Diğer yorumcu devreye giriyor ‘Yok ağbi, bu böyle olmaz. Hepsini sil baştan yerleştir sahaya. Onu al yerine bunu koy çözüm değil.

Sil baştan…

Zihnimde bir ışık yandı. Gardıroptaki giysilerle uğraşıyorum. Gidip gelip yazlıkları kaldırıyorum yerine kışlık bir şey koyuyorum. Olmadı, artık kullanmadığım bir giysiyi görüp ayırıyorum.

Öf bitmedi bitmedi …

Tv de futbol programı izliyorum, anladınız zaten. Haftanın maçlarını konuşuyorlar. Takım, oyuncu, hoca ismi anamıyoruz. Malum bizim memlekette futbol hassas konu taraftarları germeyelim durup dururken. 
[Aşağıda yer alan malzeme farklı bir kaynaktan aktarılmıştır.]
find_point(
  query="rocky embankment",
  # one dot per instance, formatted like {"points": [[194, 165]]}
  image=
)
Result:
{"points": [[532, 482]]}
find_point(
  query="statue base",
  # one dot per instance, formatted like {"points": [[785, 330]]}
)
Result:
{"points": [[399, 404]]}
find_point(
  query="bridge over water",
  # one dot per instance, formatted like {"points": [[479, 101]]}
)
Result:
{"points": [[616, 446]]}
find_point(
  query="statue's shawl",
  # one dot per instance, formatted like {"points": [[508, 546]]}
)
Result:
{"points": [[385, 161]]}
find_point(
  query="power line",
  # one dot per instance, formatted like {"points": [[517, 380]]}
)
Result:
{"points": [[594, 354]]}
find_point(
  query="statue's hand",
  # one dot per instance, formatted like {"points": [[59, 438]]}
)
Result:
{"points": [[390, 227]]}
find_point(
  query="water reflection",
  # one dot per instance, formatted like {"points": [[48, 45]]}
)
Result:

Programdaki eleştiri ve az da olsa övgüleri dinlerken, kendi gardırobuma kayıyor düşüncelerim. Onunla da uğraşıyorum ya bir yandan. Birden aklıma Descartes’in  ‘elma sepeti’ örneği geldi. Felsefe sevmek böyle bir şey herhalde, nerden nereye.

Kendisi felsefede şüpheciliğin önemli isimlerinden, o konuya girmeyeceğim de, diyor ki;

Yola çıktığımızda zihnimiz bir sepet gibi elmalarla dolu ama içinde çürükler de var. Bu çürükleri tek tek ayıklasak, bu yanlışmış bu kötüymüş diye ki hepimiz buna benzer işler yapmışızdır. Arada bir tane çürük elma kalırsa eğer diğerlerini de çürütür. Descartes der ki, elmaların içinden çürükleri seçmekle yorulmayın. Sepeti tutun, ters çevirip boşaltın. İçlerinden sadece sağlam olanları tekrar sepete koyun.

Bazen doğru ile yanlışı, iyi ile kötüyü ayırmak için elma sepeti misali zihnimizi boşaltmalıyız. Sonra da uygun gördüklerimizi tekrar alıp zihnimize yerleştirmeliyiz belki de.